We are very focused on the mental health of people in all different circumstances and the health of people in all different circumstances.

But quarantine has saved lives, border protection has saved lives, and we’ll continue with both of those.

But we do want to make sure that there’s the strong, clear, mental health support, which as I mentioned earlier includes telehealth, and telehealth has seen over 4 million consultations, a large number of which have been in relation to mental health, as well as specific circumstances for those in specific circumstances.

I think Blake and Elias each had one more.

JOURNALIST:

(Inaudible question)

GREG HUNT:

We actually did move as a National Cabinet. So, I think the New South Wales Premier and Government has done a fantastic job, as have all of the states and territories.

Having a National Cabinet has meant that we didn’t suffer the divisions of 1919 and 1920 where the federation fractured and the results for Australia during the Spanish flu were agonising and deep human loss.

It wasn’t the catastrophe that we saw when, during the Depression, the federation splintered and during the Second World War there were deep tensions.

The National Cabinet has, I think, been a model and a fundamental change in the way that Australia’s operated.

The Prime Minister proposed it, the Premiers accepted it, and I think together the country’s moved in a way which is now pretty much the envy of the world. Elias?

JOURNALIST:

And just on other matters, did you receive a copy of Malcolm Turnbull’s (Inaudible)?

GREG HUNT:

I’m not aware of that and I certainly haven’t read it, and I can’t see any circumstances under which I’ll have the time to be reading it.

My focus has been on the coronavirus, my focus will continue to be on the coronavirus.

And I do want to finish by saying to Australians: at the outset we said we’ll get through this. We are getting through this.
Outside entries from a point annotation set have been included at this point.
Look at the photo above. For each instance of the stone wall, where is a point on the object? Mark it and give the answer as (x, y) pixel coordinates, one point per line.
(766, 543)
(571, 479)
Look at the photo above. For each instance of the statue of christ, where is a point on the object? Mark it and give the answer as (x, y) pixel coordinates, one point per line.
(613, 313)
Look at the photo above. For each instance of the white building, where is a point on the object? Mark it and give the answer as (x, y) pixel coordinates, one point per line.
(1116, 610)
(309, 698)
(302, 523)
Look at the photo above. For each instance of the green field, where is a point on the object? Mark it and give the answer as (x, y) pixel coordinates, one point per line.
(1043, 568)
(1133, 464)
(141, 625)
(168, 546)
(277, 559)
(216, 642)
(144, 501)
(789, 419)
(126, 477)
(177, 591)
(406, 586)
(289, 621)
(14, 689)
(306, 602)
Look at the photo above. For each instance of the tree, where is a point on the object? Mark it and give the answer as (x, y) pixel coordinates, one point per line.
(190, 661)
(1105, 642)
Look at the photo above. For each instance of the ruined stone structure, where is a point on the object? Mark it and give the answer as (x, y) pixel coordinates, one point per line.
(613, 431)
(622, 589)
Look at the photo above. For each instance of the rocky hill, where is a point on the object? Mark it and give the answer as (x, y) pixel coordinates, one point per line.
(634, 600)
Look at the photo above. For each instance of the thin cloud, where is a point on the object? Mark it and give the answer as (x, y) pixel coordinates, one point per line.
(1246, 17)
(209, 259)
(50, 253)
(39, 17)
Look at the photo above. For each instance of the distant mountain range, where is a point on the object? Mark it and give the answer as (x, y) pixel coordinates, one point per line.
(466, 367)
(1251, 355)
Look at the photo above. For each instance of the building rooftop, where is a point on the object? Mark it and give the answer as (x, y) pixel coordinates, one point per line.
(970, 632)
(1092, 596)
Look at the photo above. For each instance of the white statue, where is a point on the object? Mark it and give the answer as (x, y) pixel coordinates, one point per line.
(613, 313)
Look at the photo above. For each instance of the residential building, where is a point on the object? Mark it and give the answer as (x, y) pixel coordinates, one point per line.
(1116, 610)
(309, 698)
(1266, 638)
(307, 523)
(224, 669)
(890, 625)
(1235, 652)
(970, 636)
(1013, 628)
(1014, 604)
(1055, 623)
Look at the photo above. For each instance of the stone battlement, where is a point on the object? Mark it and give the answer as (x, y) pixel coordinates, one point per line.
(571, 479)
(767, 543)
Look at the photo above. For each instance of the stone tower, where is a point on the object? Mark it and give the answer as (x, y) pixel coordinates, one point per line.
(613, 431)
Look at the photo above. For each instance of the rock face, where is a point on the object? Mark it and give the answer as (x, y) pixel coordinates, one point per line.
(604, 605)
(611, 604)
But there is more work to be done and that work means that we have to maintain our difficult social isolation principles and behaviours, but Australians have done that magnificently.

But today helps us chart that way out, and the masks in particular are about giving us the pathway to a recommencement of elective surgery, treatment for Australians and the capacity to expand IVF and ultimately that helps us both through and out of our Covid-19 management.

And I want to thank all Australians and say: we’re getting there and the latest figures are a testimony to your efforts. Thank you very much.